© Reuters. FILE PHOTO: A general view shows the ruins of a home destroyed following rains that destroyed the remote, mountainous area and ripped through the riverside villages of Nyamukubi, Kalehe territory in South Kivu province of the Democratic Republic of Congo
By Crispin Kyala
BUSHUSHU, Democratic Republic of Congo (Reuters) – With shovels, sticks and bare hands, Red Cross volunteers struggled to clear caked mud from around a body half buried in a landslide in Bushushu village in eastern Democratic Republic of Congo.
A week after torrential rains triggered deadly floods, the workers said they were exhausted and running out of equipment. But they keep finding corpses under piles of debris, buried in hillsides, floating in waterways and the nearby lake.
“We are very, very limited in what we do, especially the transport of bodies.

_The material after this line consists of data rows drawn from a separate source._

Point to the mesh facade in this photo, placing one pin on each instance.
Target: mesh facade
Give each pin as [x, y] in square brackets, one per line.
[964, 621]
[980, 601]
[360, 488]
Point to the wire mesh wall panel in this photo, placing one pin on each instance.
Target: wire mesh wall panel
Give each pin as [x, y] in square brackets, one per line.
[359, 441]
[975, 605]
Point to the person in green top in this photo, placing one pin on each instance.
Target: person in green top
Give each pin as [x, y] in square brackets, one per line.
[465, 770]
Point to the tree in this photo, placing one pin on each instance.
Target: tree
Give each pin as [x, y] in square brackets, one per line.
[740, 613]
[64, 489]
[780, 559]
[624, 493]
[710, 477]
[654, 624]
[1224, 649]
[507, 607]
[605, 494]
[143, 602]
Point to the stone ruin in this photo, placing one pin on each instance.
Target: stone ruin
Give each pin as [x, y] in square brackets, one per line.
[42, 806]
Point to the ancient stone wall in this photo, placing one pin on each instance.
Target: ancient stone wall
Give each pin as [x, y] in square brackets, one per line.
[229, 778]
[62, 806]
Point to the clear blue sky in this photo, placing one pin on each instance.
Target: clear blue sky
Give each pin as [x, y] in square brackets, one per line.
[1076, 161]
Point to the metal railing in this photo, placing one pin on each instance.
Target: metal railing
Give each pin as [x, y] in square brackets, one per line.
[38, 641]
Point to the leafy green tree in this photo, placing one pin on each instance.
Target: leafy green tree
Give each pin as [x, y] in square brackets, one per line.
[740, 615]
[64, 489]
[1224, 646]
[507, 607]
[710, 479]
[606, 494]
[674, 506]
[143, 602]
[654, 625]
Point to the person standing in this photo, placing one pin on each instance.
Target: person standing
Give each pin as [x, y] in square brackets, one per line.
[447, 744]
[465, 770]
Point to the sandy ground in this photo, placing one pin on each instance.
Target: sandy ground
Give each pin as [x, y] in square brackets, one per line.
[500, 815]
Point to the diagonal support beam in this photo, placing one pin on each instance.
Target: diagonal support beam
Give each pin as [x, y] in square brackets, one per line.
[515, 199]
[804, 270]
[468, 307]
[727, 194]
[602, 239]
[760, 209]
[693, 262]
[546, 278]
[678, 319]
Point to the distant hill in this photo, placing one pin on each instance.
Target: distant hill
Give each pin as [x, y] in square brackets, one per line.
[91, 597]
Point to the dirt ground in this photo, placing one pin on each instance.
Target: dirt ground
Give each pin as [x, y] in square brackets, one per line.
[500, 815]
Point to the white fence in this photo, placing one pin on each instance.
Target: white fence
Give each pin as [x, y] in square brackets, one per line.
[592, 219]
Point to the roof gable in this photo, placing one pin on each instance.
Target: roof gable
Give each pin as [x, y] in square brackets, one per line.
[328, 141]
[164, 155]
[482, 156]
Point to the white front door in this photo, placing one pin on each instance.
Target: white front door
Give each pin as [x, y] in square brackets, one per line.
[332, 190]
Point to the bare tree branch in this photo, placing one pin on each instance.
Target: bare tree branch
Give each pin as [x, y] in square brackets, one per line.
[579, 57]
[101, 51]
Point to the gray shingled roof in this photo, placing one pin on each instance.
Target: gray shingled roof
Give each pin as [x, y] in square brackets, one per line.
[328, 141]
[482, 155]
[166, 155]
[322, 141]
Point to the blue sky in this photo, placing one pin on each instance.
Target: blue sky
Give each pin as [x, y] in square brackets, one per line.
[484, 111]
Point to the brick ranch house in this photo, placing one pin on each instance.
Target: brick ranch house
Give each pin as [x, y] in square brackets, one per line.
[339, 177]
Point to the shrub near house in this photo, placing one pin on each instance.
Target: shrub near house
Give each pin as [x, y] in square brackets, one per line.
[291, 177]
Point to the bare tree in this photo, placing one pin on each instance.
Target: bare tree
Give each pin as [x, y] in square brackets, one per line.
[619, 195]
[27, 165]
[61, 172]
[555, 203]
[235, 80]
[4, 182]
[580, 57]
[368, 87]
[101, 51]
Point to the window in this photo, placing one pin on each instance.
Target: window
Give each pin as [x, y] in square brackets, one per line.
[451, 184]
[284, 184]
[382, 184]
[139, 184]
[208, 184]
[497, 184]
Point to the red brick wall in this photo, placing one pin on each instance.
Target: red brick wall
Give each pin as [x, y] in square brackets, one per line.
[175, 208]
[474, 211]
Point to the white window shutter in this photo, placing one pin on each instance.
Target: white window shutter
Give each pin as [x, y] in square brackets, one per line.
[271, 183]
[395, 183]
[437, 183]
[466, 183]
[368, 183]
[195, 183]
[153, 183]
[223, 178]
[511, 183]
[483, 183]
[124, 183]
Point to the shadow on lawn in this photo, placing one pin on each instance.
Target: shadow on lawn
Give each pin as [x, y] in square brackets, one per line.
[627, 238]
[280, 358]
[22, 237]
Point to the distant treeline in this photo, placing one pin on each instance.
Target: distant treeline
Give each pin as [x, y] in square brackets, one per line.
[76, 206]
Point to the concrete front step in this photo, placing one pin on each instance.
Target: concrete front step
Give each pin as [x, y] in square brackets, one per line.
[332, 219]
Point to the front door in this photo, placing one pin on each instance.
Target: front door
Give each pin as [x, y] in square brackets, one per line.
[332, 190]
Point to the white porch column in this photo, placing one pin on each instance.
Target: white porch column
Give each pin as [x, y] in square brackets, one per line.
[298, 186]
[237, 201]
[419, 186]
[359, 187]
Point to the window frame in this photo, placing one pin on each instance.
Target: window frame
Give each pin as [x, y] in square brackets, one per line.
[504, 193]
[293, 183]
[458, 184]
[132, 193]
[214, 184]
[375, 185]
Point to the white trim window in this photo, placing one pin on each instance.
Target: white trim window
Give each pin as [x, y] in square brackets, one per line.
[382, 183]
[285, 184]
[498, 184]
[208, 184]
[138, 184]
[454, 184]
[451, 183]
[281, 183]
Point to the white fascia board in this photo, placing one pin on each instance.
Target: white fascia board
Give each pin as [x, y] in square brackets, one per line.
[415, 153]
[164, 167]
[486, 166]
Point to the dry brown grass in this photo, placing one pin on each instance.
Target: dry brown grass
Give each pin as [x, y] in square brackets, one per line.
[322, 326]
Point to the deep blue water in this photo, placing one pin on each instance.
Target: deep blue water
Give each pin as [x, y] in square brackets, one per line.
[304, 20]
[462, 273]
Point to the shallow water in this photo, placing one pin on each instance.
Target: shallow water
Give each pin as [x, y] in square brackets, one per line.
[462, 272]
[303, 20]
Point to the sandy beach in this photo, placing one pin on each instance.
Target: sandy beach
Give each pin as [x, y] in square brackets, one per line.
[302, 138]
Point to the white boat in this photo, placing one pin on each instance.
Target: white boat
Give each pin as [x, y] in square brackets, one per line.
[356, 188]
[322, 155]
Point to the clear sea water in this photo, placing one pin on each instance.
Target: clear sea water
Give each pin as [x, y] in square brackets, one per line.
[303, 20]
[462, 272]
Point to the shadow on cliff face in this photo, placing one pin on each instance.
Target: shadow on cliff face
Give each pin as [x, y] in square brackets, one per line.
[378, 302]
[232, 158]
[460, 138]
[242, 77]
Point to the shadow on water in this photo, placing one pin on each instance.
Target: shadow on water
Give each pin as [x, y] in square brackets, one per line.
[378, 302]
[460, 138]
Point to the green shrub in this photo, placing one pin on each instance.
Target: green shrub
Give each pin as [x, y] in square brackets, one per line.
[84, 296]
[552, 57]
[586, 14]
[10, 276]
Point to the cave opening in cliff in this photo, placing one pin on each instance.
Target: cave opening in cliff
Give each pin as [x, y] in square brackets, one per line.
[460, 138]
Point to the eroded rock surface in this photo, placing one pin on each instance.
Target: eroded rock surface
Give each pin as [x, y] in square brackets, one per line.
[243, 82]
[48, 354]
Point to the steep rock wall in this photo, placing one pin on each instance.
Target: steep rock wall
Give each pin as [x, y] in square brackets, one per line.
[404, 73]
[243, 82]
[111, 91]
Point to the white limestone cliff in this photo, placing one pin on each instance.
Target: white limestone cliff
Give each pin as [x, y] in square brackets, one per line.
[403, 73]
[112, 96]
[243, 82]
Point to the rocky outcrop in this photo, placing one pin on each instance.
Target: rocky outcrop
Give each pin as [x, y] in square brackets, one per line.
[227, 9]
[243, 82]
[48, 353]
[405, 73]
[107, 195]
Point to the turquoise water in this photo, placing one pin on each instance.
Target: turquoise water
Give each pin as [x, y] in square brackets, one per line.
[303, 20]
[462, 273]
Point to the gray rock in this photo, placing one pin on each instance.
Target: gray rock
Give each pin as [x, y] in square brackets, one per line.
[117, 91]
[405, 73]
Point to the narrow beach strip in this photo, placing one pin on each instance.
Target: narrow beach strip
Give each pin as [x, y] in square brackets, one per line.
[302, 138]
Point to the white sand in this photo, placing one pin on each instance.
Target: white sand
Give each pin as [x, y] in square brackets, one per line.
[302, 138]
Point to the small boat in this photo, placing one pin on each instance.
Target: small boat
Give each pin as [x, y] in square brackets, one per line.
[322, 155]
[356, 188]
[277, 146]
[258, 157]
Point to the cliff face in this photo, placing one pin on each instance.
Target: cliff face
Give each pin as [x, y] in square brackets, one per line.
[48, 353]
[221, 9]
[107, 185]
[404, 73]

It’s a serious problem,” Désiré Yuma Machumu, head of the Red Cross in Congo’s South Kivu province, said.
At the site of the landslide, the volunteers wearing surgical masks finally managed to remove the decomposing corpse and place the remains in a white body bag.
Six of them then picked it up walked the 3 km (2 miles) to the nearest burial site, where empty coffins lay waiting in rows.
More than 440 people have been confirmed killed according to the Red Cross.
At least another 5,000 remain unaccounted for, local administrator Thomas Bakenga Zirimwabagabo said on Tuesday – though the government says there are still no official figures for the missing.
On Thursday, Reuters watched the volunteers painstakingly recover 17 bodies.
“The bodies are starting to rot … and some of us have fallen ill,” said 27-year-old Julien Bisimwa, one of the volunteers, standing in front of wrecked buildings and a mound of twisted metal sheets.
Rains are still battering the region and there are other risks for locals.
“All the drinking water sources have been cut off…, everything is gone, toilets have been washed away,” Pacifique Chiralwira, head medical officer of the region, said.
“At the moment the population, the survivors are going to drink the water from the lake, while we continue to discover bodies in there, which exposes us, exposes our population in the long run to water-borne diseases.”